You see the spot one ends up in with the standard approach
to guitar lessons and how the problem of the uneducated
guitarist perpetuates itself.
Once I got to college and started my degree in music, I
began lessons in classical guitar. Now, most people equate
classical guitar with classical music and immediately write
off this method since they don’t really desire to play classical
music. This is a mistake. First of all, classical guitar
refers more to the hundreds of years of tradition behind
playing the lute and guitar. For instance, tablature was
thrown out by traditional guitarists a hundred years ago
as being a less practical way of reading music for the guitar
than standard notation. Then back in the sixties, “modern”
guitarists got lazy and started using tab again.
Second, classical guitar music includes four hundred years
of songs from the Renaissance to modern day, spanning the
folk styles (popular styles from long ago) of many countries,
especially Spain, the generally agreed upon birthplace of
the guitar. Understanding an instrument means not working
with it based on musical styles—a uniquely American approach
to music—but understanding all the workings of technique
and theory as developed by centuries of trial and error
undertaken by countless virtuosos. Why anyone would throw
out so much of the work of the past masters in favor of
reinventing the wheel, a faulty one at that, is beyond me.
I find without fail that when I take on a new guitar student,
whether child or adult, beginner or advanced, they move
forward in their understanding of the guitar’s complex fretboard
theory and difficult-to-master technique through the classical
approach. I found this to be true for myself, too. For several
months a year, I throw myself headlong into furthering my
classical playing. This is always when I see the most improvement
at all levels. Countless students of mine have shown the
same. I am not a classical guitarist per se, and most of
my students are into contemporary styles as well, although
a few have gone on to study in Spain with my old teacher.
But, it remains the best approach to any instrument to take
the lead of the masters who have come before you to understand
the your instrument completely, thus taking all the mystery
out of it, so that you can explore the true mystery of music—the
creativity and expressive power of the musician himself.

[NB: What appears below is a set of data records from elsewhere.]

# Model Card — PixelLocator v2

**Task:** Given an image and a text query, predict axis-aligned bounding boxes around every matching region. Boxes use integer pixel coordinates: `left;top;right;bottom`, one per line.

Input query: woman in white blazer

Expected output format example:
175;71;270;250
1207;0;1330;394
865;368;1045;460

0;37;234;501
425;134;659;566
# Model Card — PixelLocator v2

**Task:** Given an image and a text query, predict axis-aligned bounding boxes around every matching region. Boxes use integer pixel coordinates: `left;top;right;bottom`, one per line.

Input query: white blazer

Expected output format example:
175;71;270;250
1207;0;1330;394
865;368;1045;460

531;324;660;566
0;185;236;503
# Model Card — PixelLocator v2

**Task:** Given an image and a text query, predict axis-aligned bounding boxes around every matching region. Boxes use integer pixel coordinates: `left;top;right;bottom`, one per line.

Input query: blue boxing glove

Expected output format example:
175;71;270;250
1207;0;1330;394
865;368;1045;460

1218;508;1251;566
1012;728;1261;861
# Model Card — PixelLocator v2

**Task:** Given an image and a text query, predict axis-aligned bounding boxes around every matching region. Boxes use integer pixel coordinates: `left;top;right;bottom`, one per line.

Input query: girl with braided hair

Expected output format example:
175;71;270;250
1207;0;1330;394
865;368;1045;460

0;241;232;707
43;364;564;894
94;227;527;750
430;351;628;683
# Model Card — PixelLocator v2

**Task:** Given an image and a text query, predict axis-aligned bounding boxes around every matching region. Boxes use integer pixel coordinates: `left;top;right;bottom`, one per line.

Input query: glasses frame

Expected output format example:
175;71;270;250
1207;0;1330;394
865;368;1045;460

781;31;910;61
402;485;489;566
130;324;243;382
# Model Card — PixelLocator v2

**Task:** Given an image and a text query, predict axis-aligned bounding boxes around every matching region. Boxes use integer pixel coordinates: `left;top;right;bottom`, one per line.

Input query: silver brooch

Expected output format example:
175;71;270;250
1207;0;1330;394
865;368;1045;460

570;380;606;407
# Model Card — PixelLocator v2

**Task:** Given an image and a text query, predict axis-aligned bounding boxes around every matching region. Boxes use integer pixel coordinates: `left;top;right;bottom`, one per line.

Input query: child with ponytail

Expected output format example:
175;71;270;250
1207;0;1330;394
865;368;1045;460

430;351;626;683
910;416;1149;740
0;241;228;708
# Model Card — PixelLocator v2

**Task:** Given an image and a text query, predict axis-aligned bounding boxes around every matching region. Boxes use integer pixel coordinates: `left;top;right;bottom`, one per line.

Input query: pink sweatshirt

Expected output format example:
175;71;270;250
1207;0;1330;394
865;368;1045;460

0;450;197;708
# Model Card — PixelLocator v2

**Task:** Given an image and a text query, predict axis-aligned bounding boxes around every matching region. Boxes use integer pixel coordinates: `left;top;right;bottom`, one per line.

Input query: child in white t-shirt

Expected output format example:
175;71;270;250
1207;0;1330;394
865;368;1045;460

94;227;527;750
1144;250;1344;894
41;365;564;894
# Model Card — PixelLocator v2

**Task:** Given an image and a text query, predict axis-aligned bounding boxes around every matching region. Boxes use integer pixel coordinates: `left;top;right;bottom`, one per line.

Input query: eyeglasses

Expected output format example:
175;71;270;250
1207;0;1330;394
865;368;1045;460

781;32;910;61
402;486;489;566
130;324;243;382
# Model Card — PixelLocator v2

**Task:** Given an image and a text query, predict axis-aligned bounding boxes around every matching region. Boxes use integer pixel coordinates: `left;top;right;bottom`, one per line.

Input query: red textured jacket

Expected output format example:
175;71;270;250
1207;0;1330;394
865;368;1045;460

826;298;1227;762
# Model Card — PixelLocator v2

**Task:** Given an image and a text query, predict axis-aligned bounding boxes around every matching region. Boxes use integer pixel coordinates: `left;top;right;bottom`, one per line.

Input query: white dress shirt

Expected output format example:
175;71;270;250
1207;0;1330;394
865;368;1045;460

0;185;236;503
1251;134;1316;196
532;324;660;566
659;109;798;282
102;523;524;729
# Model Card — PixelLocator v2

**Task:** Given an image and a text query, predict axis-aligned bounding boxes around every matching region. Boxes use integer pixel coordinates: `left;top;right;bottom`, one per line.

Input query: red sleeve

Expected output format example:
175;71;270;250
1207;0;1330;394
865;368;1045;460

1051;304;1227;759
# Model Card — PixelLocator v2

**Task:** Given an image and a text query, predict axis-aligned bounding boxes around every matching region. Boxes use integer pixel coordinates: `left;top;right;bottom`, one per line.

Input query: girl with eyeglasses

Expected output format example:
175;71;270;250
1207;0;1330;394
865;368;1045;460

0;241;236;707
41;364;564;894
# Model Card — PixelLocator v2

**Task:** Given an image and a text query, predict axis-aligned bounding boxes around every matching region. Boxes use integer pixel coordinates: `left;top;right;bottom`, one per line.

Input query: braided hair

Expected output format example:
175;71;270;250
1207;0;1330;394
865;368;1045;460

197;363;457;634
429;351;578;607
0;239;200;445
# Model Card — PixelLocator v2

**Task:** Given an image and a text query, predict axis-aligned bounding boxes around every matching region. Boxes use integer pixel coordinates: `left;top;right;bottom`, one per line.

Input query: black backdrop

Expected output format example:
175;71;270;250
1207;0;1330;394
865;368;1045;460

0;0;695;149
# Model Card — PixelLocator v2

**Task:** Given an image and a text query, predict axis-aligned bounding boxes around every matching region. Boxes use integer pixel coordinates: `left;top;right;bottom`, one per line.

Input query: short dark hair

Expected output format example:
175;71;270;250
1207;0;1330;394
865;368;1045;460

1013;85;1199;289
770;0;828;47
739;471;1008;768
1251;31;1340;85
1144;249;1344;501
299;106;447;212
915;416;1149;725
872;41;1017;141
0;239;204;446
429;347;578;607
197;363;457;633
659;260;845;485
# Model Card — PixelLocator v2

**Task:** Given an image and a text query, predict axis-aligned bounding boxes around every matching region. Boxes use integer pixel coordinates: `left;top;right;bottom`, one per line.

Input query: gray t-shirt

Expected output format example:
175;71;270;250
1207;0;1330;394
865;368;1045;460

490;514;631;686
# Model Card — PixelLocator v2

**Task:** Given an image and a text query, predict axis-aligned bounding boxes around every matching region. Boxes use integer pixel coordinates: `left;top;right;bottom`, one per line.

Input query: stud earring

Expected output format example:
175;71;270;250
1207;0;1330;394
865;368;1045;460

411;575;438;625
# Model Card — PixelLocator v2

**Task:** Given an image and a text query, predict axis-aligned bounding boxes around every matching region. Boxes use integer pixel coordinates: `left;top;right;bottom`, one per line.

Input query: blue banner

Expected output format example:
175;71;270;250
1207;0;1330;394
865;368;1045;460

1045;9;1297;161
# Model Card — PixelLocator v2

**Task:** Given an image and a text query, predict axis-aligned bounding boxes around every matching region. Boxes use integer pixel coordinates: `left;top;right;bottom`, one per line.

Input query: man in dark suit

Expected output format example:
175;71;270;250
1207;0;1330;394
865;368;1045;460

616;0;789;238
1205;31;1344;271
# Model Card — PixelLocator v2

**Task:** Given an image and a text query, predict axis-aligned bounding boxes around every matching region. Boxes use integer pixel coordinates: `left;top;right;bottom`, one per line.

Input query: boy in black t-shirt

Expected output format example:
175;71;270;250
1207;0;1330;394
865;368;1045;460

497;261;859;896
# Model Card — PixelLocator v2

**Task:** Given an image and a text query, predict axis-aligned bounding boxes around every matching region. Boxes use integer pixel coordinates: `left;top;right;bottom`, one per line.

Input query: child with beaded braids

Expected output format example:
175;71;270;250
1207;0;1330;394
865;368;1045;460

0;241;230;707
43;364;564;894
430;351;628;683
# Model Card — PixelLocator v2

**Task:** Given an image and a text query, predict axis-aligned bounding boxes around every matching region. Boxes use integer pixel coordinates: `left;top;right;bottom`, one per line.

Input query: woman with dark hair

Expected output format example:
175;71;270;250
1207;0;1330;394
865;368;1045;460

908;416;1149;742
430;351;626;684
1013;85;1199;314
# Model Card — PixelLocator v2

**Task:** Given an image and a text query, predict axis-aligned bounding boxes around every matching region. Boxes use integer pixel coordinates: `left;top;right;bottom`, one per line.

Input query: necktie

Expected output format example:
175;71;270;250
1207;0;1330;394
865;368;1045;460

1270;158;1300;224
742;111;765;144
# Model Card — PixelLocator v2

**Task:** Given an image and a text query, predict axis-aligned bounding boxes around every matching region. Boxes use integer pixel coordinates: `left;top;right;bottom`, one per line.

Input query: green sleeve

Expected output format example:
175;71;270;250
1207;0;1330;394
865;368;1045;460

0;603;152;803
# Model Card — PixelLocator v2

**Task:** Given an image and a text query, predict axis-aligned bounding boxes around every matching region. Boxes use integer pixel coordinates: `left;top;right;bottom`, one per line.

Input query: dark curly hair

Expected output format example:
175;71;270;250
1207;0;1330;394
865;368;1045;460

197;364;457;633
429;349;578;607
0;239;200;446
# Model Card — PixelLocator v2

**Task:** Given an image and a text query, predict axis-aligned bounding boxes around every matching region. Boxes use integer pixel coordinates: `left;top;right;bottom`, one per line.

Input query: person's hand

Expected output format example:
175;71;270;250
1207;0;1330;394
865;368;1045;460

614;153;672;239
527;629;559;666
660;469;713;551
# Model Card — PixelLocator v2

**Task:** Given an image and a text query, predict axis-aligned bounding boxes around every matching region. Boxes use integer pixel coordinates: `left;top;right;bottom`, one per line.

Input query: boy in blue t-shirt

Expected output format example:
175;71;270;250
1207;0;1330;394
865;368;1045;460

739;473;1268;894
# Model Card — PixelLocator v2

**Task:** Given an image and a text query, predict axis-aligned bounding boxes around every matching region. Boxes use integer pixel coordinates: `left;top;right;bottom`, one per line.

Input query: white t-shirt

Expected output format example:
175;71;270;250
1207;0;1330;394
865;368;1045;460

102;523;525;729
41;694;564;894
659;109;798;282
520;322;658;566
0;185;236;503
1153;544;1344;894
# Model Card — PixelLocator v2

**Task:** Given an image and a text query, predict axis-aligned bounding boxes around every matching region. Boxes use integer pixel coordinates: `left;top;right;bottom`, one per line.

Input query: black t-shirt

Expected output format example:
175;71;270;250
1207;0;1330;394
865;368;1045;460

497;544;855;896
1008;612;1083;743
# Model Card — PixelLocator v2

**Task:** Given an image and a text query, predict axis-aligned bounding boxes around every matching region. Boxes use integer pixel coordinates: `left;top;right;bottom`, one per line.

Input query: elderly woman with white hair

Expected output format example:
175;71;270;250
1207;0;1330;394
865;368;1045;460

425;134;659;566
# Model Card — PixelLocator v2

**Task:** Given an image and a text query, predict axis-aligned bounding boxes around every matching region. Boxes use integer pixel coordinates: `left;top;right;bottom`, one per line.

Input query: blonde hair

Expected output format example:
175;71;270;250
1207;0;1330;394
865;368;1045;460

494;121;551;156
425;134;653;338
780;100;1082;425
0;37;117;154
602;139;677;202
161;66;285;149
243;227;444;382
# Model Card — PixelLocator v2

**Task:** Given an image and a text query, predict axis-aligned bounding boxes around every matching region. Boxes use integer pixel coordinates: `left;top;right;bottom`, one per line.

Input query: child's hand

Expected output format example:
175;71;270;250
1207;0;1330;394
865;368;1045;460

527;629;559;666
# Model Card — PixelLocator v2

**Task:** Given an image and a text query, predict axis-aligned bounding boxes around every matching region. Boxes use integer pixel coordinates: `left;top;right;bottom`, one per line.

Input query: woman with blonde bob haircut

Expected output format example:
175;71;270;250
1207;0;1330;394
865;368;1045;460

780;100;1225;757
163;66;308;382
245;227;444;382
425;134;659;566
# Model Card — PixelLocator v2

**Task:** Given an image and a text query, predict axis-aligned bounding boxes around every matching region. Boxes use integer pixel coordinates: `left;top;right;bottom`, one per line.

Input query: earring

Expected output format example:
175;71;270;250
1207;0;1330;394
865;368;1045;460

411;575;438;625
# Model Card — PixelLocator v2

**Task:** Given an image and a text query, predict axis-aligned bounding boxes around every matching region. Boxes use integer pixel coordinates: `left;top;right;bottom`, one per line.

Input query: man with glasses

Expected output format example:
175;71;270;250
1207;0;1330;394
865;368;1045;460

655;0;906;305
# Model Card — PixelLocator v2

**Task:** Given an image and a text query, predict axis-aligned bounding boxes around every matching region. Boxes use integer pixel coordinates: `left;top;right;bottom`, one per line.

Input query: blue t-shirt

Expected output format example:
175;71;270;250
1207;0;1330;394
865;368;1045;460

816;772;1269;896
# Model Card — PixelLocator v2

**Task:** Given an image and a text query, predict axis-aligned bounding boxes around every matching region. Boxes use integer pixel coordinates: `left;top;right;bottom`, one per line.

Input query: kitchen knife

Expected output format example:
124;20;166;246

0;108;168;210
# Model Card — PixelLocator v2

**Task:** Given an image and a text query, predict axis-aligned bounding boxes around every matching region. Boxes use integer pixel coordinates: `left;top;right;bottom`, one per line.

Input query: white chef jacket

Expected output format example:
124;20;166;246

For an easy to follow classical method book that will insure
you are site reading before the end of it and enjoying the
learning process through many performable pieces, try The
Christopher Parkening Classical Method, Volume One. If you
have a good time with this book and want to really grow,
follow it up with a book of Spanish classical pieces or
the works of Bach.
Guitar is a difficult instrument to master, one of the toughest
if approached with real mastery in mind. Leaving this mastery
to perceived shortcuts and ignoring basic understanding
dooms you to many deadends. No violinist walks into a lesson
and says, “I’d like to learn bluegrass,” and has the teacher
just go along with it. They take the initial education that
has evolved over generations as a given, building a foundation
from there. After mastering some basic skills and the application
of knowledge, they are then able to tackle any style they
like with confidence. Ruby Harris, one of the most outstanding
blues and jazz violinists, who also masters Irish, Klezmer
and Bluegrass, is a classically trained player. Nothing
is foreign to him. Guitarists could learn a lot from this.
Good luck and remember, no Stairway To Heaven.